Alyssa Leibold

Alyssa Leibold graduated with bachelor’s and master’s degrees in economics after completing the BS/MA Dual Degree Program. (Photo by August Jennewein)

There was a mix of excitement and relief earlier this month as Alyssa Leibold reached the end of her final college semester.

Leibold had been pushing herself hard the past five years as she earned both a bachelor’s and a master’s degree in economics through the accelerated BS/MA program at the University of Missouri–St. Louis.

“It’s been a long, long road,” Leibold said. “I’m ready to move on with the next chapter in my life, that’s for sure.”

Leibold is also quick to say she got everything she hoped out of her time at UMSL.

Many of her friends in Illinois chose to stay on that side of the Mississippi River to attend college, but Leibold wanted something different when she finished her associate degree at Southwestern Illinois College.

She found it when she visited UMSL and even more when she decided to enroll.

“I think a lot of it is that the instructors here, they just care a lot,” Leibold said. “There’s diversity in the classrooms. It’s a city feel. Everyone comes from different backgrounds. With it being a commuter campus, we all have other lives going on. We’re all busy. We all relate to each other, and we’re able to understand different aspects of life from the people that we’re going to school with.”

Leibold was already committed to studying economics when she transferred. She found herself drawn to the discipline’s theoretical approach and complex way of thinking through problems.

She liked that she could earn both her bachelor’s and master’s together with only one additional year of schooling through the BS/MA program, saving some money in the process.

UMSL also provided great mentors for a woman looking to break into what has long been a male-dominated field – including Department of Economics Professor and Chair Anne Winkler, Professor Lea-Rachel Kosnik and Provost and Executive Vice Chancellor for Academic Affairs Marie Mora.

“They’re very, very supportive,” Leibold said. “I feel like they push us to try to do even better because we have this sense of proving ourselves.”

The Department of Economics has a well-earned reputation for fostering camaraderie among all its students – regardless of gender. That made it easy for Leibold to feel at home quickly after she arrived on campus.

“I think it’s just the close-knit, family aspect of it,” she said. “We have the Economic Resource Center that we all hang out in. I see my classmates more than I see anybody in my family or my dog. We fight and we bicker, and we go get lunch together.

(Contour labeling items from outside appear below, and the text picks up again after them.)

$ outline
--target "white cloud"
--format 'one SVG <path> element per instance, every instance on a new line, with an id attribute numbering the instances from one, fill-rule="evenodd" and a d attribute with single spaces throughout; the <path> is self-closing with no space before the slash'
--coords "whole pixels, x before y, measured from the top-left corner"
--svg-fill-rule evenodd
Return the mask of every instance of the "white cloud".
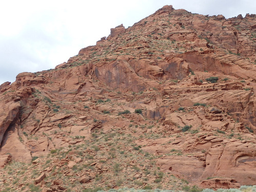
<path id="1" fill-rule="evenodd" d="M 108 36 L 110 28 L 131 26 L 165 5 L 226 18 L 256 10 L 254 0 L 2 1 L 0 84 L 22 72 L 54 68 Z"/>

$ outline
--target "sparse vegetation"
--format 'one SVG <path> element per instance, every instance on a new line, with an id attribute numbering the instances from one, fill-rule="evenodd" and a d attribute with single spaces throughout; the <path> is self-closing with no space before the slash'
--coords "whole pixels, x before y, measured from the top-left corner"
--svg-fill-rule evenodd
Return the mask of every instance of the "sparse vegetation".
<path id="1" fill-rule="evenodd" d="M 141 114 L 142 113 L 142 110 L 141 109 L 136 109 L 135 113 Z"/>
<path id="2" fill-rule="evenodd" d="M 192 125 L 185 125 L 182 127 L 182 131 L 183 132 L 186 132 L 192 127 Z"/>
<path id="3" fill-rule="evenodd" d="M 194 106 L 206 106 L 206 104 L 205 103 L 195 103 L 193 104 Z"/>
<path id="4" fill-rule="evenodd" d="M 209 81 L 212 83 L 217 82 L 219 80 L 219 77 L 210 77 L 209 78 L 207 78 L 205 79 L 206 81 Z"/>
<path id="5" fill-rule="evenodd" d="M 131 112 L 129 110 L 125 110 L 124 111 L 119 112 L 118 115 L 123 115 L 123 114 L 129 114 L 130 113 L 131 113 Z"/>

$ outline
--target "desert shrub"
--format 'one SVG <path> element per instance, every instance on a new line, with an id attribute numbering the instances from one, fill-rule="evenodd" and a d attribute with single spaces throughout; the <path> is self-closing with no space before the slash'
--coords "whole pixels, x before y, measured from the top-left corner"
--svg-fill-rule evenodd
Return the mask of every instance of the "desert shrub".
<path id="1" fill-rule="evenodd" d="M 148 184 L 147 184 L 146 185 L 145 185 L 145 186 L 143 187 L 143 189 L 152 189 L 152 187 L 151 186 L 150 186 L 150 185 L 148 185 Z"/>
<path id="2" fill-rule="evenodd" d="M 190 129 L 192 127 L 192 125 L 185 125 L 184 127 L 182 127 L 182 132 L 186 132 L 187 131 L 190 130 Z"/>
<path id="3" fill-rule="evenodd" d="M 160 182 L 162 181 L 162 179 L 161 178 L 156 178 L 155 180 L 155 183 L 160 183 Z"/>
<path id="4" fill-rule="evenodd" d="M 135 113 L 142 113 L 142 110 L 141 109 L 138 109 L 135 110 Z"/>
<path id="5" fill-rule="evenodd" d="M 128 114 L 129 113 L 131 113 L 131 112 L 129 110 L 124 110 L 123 112 L 120 112 L 118 113 L 118 115 L 123 115 L 123 114 Z"/>
<path id="6" fill-rule="evenodd" d="M 246 126 L 245 128 L 246 128 L 250 132 L 253 133 L 253 130 L 252 130 L 250 127 L 248 126 Z"/>
<path id="7" fill-rule="evenodd" d="M 225 132 L 224 132 L 223 131 L 219 130 L 217 130 L 217 132 L 218 133 L 222 133 L 223 134 L 225 134 Z"/>
<path id="8" fill-rule="evenodd" d="M 195 73 L 194 72 L 194 71 L 191 69 L 189 69 L 189 72 L 191 73 L 191 74 L 192 75 L 195 75 Z"/>
<path id="9" fill-rule="evenodd" d="M 207 78 L 205 79 L 206 81 L 210 82 L 211 83 L 215 83 L 217 82 L 219 80 L 219 77 L 210 77 L 209 78 Z"/>
<path id="10" fill-rule="evenodd" d="M 133 147 L 133 149 L 134 150 L 140 150 L 140 147 L 139 147 L 138 146 L 135 146 L 134 147 Z"/>
<path id="11" fill-rule="evenodd" d="M 33 184 L 31 184 L 29 186 L 29 188 L 30 189 L 30 191 L 39 191 L 40 188 L 38 186 L 35 186 Z"/>
<path id="12" fill-rule="evenodd" d="M 51 150 L 51 153 L 52 154 L 53 154 L 55 153 L 56 152 L 57 152 L 57 150 Z"/>
<path id="13" fill-rule="evenodd" d="M 99 99 L 99 100 L 98 100 L 97 102 L 98 103 L 103 103 L 103 102 L 104 102 L 104 101 L 102 99 Z"/>
<path id="14" fill-rule="evenodd" d="M 178 111 L 184 111 L 185 110 L 183 108 L 182 108 L 182 106 L 180 106 L 180 108 L 179 108 L 179 109 L 178 109 Z"/>
<path id="15" fill-rule="evenodd" d="M 32 157 L 32 161 L 33 161 L 35 160 L 36 159 L 38 159 L 38 157 L 37 157 L 37 156 Z"/>
<path id="16" fill-rule="evenodd" d="M 205 103 L 194 103 L 193 106 L 206 106 L 206 104 L 205 104 Z"/>

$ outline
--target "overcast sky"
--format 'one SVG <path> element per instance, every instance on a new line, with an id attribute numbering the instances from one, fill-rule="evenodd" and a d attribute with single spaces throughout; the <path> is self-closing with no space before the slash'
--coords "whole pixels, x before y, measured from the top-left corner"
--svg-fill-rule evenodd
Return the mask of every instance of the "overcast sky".
<path id="1" fill-rule="evenodd" d="M 226 18 L 256 13 L 256 0 L 9 0 L 0 3 L 0 84 L 53 69 L 81 48 L 166 5 Z"/>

It’s definitely become a family that will always keep in touch.”

Leibold worked as a tutor in the Economic Resource Center, helping other students absorb often-challenging material, while she also completed a minor in public policy and earned a certificate in applied econometrics and data analysis.

She found other opportunities to learn and develop her skills away from the classroom starting with her participation in the AmeriCorps VISTA Summer Associate program. She was placed at Justine PETERSEN, nonprofit financial services organization that helps low-income people get small-business loans as well as build credit. She gained experience in data collection, spending time surveying individuals over the phone.

Last summer, she landed an internship at the National Institute of Standards and Technology after learning about the opportunity through an UMSL alumni connection. She was supposed to spent the summer working in Washington, D.C., but those plans had to change because of the onset of the COVID-19 pandemic.

Leibold couldn’t go Washington, but she still ended up doing research for NIST research economist Jennifer F. Helgeson on the application of Economic Decision Guide Software for university resilience planning amid the pandemic. She co-authored a special publication titled “Economic Decision Guide Software (EDGe$) Online Tutorial: University Pandemic Planning Analysis Use Case.”

“It was definitely a sad moment when I got that email saying it got canceled, and I couldn’t go to Washington for the summer,” Leibold said. “But it was still a good experience. I definitely think that it was worth it and worth my time. It’s very rewarding to have your name on something. I am proud of it.”

This year, Mora brought on Leibold as a research assistant supporting her work on the National Science Foundation grant for the American Economic Association Mentoring Program, one of the programs overseen by the AEA Committee on the Status of Minority Groups in the Economics Profession.

“I hired Alyssa to track down the latest research on effective mentoring for traditionally underrepresented minority groups and women in economics and other STEM fields,” Mora said. “As COVID continued throughout this past year, she began focusing on learning more about the impacts of mentoring in virtual formats, which has clearly become increasingly important. I have been impressed and enjoyed working with Alyssa, and I have no doubt she will excel in her future endeavors.”

Leibold is still figuring out where her future will take her. She’s hoping to put her research and analytical skills to use on policy problems. She’s been applying to positions in Washington as well as warm-weather cities in Texas and Arizona, though she expects no matter where she goes, she’ll eventually find her way back to St. Louis.

“I’ve had a really good experience here,” Leibold said of UMSL. “I’ve made friends I’m probably going to talk to for the rest of my life. The instructors are always going to be a big part of my life too, not just as people that I can contact for jobs, etc., but also, they’re all mentors. They’re always willing to help former students.”